Hundreds of thousands spent on 'unlawful' mosque probes in The Netherlands
2 min read
17 October, 2021
Ten municipalities paid companies to investigate mosques and their officials, imams and Muslim community leaders, prompting criticism about privacy.
Muslims gather during morning prayers for Eid al-Adha at The Mevlana Mosque in Rotterdam [Getty]

The Netherlands is at the centre of controversy after a report said several municipalities had paid hundreds of thousands to a private company to secretly spy on mosques and Muslim centres in the country.

Ten municipalities paid companies to investigate mosques, imams and Muslim community leaders, prompting criticism about privacy, according to a report by Dutch daily NRC Handelsblad.

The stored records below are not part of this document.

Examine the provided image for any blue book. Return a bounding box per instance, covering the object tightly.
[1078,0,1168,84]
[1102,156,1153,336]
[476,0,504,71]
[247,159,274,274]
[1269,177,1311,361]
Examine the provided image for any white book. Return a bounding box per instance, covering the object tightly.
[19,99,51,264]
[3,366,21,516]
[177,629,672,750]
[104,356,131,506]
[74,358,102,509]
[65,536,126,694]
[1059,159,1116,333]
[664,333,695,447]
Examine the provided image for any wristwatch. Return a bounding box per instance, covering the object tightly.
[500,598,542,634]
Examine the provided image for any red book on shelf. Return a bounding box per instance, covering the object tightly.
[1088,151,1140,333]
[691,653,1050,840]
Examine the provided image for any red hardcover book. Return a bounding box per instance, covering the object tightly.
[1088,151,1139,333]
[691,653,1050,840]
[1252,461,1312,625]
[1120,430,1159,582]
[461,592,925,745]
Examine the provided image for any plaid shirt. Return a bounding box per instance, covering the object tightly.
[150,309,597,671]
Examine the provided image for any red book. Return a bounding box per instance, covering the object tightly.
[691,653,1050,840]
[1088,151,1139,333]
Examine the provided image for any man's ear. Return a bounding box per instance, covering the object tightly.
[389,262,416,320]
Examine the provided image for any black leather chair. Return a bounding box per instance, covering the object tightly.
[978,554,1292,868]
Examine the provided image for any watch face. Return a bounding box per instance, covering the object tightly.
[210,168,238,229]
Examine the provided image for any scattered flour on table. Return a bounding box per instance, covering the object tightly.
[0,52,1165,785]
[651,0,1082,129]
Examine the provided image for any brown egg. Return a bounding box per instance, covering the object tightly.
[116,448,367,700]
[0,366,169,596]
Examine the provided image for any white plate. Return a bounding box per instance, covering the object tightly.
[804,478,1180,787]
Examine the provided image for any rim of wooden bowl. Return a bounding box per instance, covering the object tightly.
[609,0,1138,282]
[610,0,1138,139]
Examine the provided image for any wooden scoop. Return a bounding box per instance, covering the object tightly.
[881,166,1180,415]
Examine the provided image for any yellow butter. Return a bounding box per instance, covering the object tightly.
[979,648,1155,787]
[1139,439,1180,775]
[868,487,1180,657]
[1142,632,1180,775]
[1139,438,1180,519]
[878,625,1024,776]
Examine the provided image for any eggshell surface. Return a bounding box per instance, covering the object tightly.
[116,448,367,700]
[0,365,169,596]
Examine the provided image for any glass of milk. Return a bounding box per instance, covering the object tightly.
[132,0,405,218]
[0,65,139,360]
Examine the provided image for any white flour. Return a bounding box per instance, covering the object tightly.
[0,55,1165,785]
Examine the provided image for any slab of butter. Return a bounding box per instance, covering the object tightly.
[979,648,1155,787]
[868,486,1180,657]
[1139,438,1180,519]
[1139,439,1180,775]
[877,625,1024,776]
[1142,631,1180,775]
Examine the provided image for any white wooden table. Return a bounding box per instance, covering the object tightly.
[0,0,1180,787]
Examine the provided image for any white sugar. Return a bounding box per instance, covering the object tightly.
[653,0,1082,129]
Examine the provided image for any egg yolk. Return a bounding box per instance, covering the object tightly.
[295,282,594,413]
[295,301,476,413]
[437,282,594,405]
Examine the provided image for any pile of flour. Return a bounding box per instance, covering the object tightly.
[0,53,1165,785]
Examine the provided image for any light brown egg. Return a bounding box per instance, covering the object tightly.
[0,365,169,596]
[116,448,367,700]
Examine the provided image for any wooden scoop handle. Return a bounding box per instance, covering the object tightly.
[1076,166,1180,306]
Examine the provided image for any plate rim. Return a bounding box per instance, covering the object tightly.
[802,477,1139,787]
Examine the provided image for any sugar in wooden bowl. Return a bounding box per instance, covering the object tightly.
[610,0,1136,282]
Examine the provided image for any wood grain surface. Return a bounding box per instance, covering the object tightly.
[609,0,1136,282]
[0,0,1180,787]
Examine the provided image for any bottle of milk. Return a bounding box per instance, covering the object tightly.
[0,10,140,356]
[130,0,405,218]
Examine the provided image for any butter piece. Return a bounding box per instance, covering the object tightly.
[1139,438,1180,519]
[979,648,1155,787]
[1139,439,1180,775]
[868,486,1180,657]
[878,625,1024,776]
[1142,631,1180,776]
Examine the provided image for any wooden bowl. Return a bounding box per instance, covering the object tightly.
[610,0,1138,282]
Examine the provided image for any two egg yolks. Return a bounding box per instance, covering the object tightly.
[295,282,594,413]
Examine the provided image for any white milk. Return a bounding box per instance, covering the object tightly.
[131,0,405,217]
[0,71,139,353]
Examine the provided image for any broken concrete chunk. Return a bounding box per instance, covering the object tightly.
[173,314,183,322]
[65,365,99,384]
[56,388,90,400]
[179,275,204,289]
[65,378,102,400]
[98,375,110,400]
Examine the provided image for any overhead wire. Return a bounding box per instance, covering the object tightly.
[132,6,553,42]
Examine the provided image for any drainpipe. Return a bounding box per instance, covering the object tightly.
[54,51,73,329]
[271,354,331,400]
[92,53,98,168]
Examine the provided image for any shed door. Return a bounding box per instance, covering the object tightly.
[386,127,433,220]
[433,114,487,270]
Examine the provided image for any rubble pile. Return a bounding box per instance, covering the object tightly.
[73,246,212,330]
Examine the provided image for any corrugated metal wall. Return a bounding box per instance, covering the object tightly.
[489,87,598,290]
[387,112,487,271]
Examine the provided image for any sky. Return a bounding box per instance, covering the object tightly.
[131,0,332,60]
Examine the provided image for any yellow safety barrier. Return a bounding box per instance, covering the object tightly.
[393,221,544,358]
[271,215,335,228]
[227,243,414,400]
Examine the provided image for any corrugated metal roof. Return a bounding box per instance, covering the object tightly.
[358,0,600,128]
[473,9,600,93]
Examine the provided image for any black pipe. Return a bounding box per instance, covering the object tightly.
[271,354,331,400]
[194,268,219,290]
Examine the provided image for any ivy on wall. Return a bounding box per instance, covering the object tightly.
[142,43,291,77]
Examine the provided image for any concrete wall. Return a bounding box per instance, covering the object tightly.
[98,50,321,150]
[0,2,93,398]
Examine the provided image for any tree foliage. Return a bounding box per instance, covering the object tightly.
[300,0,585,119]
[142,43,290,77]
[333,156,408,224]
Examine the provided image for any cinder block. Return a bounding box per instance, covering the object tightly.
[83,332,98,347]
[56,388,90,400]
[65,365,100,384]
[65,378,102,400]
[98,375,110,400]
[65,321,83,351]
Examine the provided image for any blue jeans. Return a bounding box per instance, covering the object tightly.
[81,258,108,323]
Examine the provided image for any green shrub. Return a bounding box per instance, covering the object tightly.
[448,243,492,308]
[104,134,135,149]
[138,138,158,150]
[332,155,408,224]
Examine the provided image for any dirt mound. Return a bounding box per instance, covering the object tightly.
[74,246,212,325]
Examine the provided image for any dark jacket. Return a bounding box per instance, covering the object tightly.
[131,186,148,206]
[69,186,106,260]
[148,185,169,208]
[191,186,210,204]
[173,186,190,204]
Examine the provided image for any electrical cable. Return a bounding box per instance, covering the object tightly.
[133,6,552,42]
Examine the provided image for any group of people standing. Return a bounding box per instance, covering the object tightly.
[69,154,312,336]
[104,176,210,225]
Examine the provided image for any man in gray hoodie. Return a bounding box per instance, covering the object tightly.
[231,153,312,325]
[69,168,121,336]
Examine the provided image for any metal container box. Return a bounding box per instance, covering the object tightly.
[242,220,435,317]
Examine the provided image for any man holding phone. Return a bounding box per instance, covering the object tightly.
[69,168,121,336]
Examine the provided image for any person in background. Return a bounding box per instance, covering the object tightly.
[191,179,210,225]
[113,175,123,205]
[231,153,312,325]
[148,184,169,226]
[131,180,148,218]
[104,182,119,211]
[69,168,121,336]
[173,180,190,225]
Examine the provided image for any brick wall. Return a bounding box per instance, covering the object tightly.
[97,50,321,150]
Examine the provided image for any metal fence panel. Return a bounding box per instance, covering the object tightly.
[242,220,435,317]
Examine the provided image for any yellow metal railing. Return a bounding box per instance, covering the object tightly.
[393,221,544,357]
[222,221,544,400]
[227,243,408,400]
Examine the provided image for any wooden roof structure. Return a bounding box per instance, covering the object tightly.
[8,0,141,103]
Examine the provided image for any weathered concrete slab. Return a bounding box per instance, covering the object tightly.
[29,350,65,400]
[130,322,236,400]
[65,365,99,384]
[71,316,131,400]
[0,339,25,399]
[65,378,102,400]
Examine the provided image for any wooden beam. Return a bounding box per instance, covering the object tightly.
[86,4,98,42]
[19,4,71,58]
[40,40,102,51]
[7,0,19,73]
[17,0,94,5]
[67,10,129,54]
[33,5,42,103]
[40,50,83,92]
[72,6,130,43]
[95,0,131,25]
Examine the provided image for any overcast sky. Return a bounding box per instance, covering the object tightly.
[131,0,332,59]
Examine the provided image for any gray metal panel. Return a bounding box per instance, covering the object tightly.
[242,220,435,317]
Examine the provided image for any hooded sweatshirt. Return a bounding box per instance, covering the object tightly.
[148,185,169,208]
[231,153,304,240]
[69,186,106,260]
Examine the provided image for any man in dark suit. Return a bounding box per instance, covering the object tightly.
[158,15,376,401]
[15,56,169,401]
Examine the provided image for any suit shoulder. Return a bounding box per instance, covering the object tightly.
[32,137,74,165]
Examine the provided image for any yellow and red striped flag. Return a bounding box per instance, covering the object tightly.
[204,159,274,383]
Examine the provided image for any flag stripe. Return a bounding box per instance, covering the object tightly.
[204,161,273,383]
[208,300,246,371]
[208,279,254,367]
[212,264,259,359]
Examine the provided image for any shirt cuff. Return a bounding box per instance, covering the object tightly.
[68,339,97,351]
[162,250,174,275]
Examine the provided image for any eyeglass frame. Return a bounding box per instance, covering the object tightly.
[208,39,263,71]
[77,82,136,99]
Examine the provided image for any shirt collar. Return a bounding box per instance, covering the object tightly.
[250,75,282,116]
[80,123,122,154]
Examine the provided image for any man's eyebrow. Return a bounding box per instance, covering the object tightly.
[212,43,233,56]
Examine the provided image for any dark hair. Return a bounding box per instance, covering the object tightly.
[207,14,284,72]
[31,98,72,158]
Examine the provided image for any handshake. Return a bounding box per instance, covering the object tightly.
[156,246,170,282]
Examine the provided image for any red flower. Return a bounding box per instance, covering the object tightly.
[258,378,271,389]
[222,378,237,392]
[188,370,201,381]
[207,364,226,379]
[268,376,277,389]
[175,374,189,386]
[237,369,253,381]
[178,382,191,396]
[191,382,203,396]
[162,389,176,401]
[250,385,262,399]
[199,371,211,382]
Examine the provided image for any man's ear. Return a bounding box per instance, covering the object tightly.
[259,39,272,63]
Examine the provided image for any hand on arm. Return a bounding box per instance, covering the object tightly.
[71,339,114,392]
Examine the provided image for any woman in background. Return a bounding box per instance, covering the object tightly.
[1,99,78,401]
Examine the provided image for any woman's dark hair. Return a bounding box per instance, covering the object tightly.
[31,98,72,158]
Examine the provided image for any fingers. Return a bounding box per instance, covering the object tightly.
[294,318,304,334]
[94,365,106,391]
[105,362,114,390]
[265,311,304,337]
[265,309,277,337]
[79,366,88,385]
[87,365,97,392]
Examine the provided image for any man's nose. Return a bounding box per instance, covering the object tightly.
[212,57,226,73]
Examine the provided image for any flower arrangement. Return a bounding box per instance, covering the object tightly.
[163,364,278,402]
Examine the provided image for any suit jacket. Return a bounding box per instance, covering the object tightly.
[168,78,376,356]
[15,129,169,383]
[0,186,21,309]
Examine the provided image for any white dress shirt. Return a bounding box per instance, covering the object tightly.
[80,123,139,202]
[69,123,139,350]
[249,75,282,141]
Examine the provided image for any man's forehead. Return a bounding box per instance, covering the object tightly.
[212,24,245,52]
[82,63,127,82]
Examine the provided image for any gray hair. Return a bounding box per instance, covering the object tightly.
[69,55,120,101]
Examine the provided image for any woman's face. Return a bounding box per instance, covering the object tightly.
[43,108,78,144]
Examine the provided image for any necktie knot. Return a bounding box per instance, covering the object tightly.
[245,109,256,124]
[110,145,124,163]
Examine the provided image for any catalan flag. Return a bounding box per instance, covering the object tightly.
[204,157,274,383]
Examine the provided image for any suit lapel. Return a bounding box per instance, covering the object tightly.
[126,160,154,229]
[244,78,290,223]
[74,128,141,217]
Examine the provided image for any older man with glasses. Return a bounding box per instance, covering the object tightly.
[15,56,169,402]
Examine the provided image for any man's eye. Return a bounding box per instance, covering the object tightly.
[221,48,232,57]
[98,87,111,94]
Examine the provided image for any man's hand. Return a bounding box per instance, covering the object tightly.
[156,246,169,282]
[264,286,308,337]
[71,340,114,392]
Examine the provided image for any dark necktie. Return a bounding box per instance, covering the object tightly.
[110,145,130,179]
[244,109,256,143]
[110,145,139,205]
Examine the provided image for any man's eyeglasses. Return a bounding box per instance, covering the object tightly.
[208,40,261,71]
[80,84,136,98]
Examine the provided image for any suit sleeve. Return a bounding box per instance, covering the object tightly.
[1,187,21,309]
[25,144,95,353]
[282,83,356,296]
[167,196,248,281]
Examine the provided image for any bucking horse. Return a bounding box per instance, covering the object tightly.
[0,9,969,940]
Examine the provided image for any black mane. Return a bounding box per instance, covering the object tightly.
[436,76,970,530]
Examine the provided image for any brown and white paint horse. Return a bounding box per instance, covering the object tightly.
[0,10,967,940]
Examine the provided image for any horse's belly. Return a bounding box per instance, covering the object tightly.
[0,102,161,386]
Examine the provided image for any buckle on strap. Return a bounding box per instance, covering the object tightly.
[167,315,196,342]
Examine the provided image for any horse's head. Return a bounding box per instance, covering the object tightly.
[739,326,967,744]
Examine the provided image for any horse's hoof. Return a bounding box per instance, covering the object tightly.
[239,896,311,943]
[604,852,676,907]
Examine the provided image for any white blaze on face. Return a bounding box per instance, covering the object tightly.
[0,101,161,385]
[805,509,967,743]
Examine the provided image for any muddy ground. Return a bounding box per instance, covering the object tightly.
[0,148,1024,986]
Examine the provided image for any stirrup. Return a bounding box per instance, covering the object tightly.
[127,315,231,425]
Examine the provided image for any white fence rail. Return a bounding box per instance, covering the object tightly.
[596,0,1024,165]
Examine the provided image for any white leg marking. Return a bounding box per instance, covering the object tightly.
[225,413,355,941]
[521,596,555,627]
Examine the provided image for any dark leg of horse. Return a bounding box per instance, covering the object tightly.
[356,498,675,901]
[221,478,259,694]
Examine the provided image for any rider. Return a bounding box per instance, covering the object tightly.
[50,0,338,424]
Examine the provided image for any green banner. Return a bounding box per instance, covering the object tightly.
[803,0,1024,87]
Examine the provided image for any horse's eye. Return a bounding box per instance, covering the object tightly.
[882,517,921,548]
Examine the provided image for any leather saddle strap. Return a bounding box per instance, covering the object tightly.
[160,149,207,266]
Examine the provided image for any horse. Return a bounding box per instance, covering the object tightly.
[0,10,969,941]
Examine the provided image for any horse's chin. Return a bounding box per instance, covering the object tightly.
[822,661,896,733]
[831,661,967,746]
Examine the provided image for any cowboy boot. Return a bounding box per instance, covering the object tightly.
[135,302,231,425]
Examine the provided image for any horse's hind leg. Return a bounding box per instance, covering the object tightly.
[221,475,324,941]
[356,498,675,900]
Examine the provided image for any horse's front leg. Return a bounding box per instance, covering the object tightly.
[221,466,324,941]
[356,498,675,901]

The municipalities involved include Rotterdam, Almere, Huizen, Delft, Ede and several others, and it is believed that some €300,000 has been spent on the covert investigations, Daily Sabah reported citing NRC.

Employees of consultancy firm Nuance door Training en Advies (NTA) posed as mosque-goers and members of the community, to meet with imams and Muslim worshippers, in order to collect information about their backgrounds, without revealing their identity.

One municipality, Utrecht, reportedly halted its investigations over concerns about privacy and the way the investigation was conducted.

Municipalities involved in the investigation were unhappy with a government report on Islamic State radicalisation in the country and decided to conduct these investigations separately.

Muslim organisation SPIOR said the investigation amounted to "Islamophobia".

"With a government that so violently and radically portrays the Muslim community as the 'other' and 'potentially dangerous', populism seems to have reached the upper government levels," SPIOR said.

Parts of the Dutch government has been accused of fostering Islamophobic sentiments.

Earlier this year far-right businessman and leader of the PVV party Geert Wilder was convicted for inciting hatred and violence.

The case involves statements he made about Moroccans while campaigning in The Hague in March 2014.

Wilders had asked a group of people in a café if they want “more or fewer Moroccans in this city and the Netherlands", and after the audience said “fewer”, he responded: "Well, then we will arrange that."

The court at the time called his statements "unnecessarily damaging…even if it was done in the context of the political debate".